Japanese 10-Year Bonds Decline as Aso Orders Further Spending

March 14 (Bloomberg) -- Japan’s 10-year bonds completed a second week of losses after Prime Minister Taro Aso ordered a third spending plan, fanning concern debt supply will increase.

Ten-year yields reached the highest in a month after the Mainichi newspaper said yesterday that the next plan may total 20 trillion yen ($204.7 billion). Aso has already announced 10 trillion yen of spending since taking office. Government securities also slumped after Bank of America Corp., the biggest U.S. lender, said it was profitable and won’t need more federal aid, lifting up share prices in the U.S., Europe and Asia.

“Bond supply will be the key factor as the weaker the economy, the stronger and larger the stimulus package has to be,” said Yuuki Sakurai, general manager of financial and investment planning in Tokyo at Fukoku Mutual Life, which manages the equivalent of $54 billion in assets. A large economic stimulus plan may be financed through “an increase in bond issuance, so it’s very negative for the market.”

The yield on the 1.3 percent bond due March 2019 rose 2.5 basis points this week to 1.315 percent in Tokyo at Japan Bond Trading Co., the nation’s largest interdealer debt broker.

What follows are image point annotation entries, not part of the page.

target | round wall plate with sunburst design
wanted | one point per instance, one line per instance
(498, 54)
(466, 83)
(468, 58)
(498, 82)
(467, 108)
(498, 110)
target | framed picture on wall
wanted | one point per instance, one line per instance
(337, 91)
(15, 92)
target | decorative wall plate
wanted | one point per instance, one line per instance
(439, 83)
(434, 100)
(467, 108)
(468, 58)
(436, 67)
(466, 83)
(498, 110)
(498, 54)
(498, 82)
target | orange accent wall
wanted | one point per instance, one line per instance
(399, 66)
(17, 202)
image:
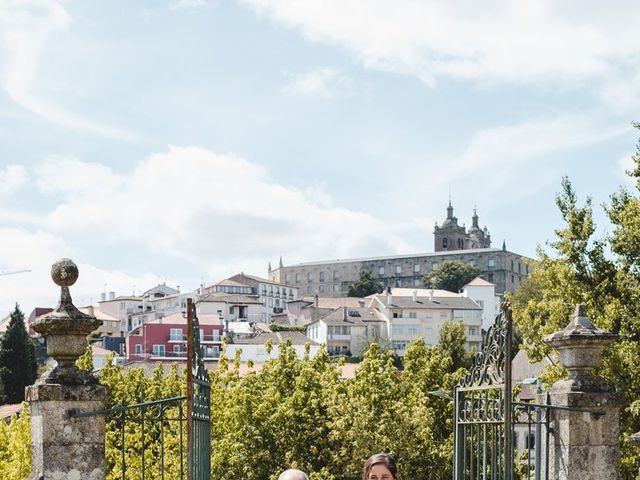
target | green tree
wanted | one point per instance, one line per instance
(15, 446)
(451, 275)
(602, 272)
(365, 285)
(18, 366)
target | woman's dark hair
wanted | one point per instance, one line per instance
(377, 459)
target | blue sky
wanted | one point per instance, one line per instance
(187, 140)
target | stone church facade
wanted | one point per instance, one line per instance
(451, 242)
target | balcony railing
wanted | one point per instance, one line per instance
(176, 338)
(211, 338)
(203, 338)
(181, 355)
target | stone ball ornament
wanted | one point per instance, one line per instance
(64, 272)
(66, 329)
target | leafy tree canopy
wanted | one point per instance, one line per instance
(18, 366)
(451, 275)
(365, 285)
(602, 272)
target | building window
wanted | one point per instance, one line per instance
(159, 350)
(175, 334)
(530, 441)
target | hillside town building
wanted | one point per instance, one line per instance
(505, 269)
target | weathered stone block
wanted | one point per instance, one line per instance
(64, 447)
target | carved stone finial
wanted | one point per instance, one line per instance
(66, 329)
(634, 439)
(580, 345)
(64, 272)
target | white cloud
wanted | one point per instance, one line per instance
(189, 4)
(504, 41)
(214, 210)
(12, 178)
(26, 26)
(70, 176)
(36, 250)
(323, 82)
(513, 161)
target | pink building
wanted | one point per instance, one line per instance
(166, 338)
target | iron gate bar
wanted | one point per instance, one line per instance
(136, 413)
(483, 447)
(199, 404)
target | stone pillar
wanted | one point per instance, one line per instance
(584, 446)
(62, 447)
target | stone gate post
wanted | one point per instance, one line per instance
(65, 448)
(585, 446)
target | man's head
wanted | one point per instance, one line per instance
(293, 474)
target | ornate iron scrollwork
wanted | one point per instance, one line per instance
(489, 362)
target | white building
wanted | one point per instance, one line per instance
(271, 295)
(484, 294)
(254, 348)
(348, 330)
(411, 317)
(233, 306)
(122, 308)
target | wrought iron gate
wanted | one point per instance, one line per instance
(483, 442)
(149, 436)
(199, 403)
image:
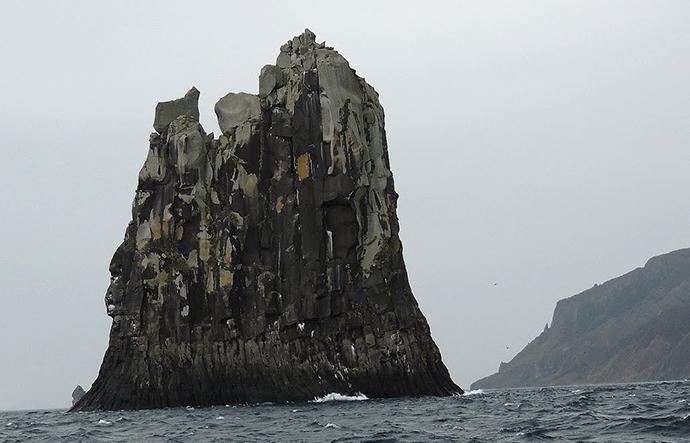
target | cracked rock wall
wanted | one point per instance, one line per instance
(265, 265)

The price fell 0.221 yen this week to 99.867 yen. The yield climbed half a basis point yesterday after touching 1.32 percent, the highest since Feb. 10.

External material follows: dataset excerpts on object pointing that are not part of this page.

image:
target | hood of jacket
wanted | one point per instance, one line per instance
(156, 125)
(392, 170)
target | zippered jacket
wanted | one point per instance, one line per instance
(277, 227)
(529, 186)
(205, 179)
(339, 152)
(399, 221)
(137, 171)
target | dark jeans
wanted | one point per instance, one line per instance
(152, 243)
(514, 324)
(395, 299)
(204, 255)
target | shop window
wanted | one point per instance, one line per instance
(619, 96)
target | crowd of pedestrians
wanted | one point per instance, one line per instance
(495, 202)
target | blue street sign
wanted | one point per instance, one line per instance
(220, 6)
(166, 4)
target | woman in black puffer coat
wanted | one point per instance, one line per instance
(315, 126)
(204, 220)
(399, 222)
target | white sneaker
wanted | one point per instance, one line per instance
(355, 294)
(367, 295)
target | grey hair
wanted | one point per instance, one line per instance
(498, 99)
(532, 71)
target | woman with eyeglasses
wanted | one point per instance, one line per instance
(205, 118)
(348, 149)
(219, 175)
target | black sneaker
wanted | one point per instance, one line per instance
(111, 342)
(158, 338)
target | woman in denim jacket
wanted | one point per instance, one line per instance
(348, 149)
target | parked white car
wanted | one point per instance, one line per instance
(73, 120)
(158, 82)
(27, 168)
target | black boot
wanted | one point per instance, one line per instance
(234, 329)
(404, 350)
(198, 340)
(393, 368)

Twenty-year yields increased two basis points this week to 1.9 percent. Ten-year bond futures for June delivery lost 0.17 this week to 138.67 at the Tokyo Stock Exchange. A basis point is 0.01 percentage point.

Fiscal Stimulus

“We cannot avoid the fact that there is a risk of further economic downturn,” Aso said at a news conference in Tokyo yesterday. “We must act before the risk becomes reality.”

Finance Minister Kaoru Yosano said the government will also inject 121 billion yen into three regional banks. The world’s second-largest economy shrank an annualized 12.1 percent in the three months ended Dec. 31, the sharpest contraction since 1974, the Cabinet Office said on March 12.

The government “appears to be increasingly determined to implement ample economic stimulus measures,” said Chotaro Morita, head of fixed-income strategy research at Barclays Capital in Tokyo. “If so, it will likely have to finance those measures with straightforward JGB issuance,” which is “bound to make the bond market a bit jittery.”

Japan’s Ministry of Finance plans to boost bond supply by 7 trillion yen to 113.3 trillion yen in the financial year beginning April 1.

Profitable Year

“We have been profitable for the first two months of the year,” Bank of America Chief Executive Officer Kenneth Lewis said on March 12. “We expect to be profitable” in 2009. The bank may earn $50 billion this year, measured before taxes and provisions, Lewis said.

The Nikkei 225 Stock Average yesterday completed the best week since Nov. 28, gaining 5.5 percent. Benchmark 10-year yields had a correlation of 0.74 with the Nikkei this month, according to Bloomberg data. A value of 1 would mean the two moved in lockstep.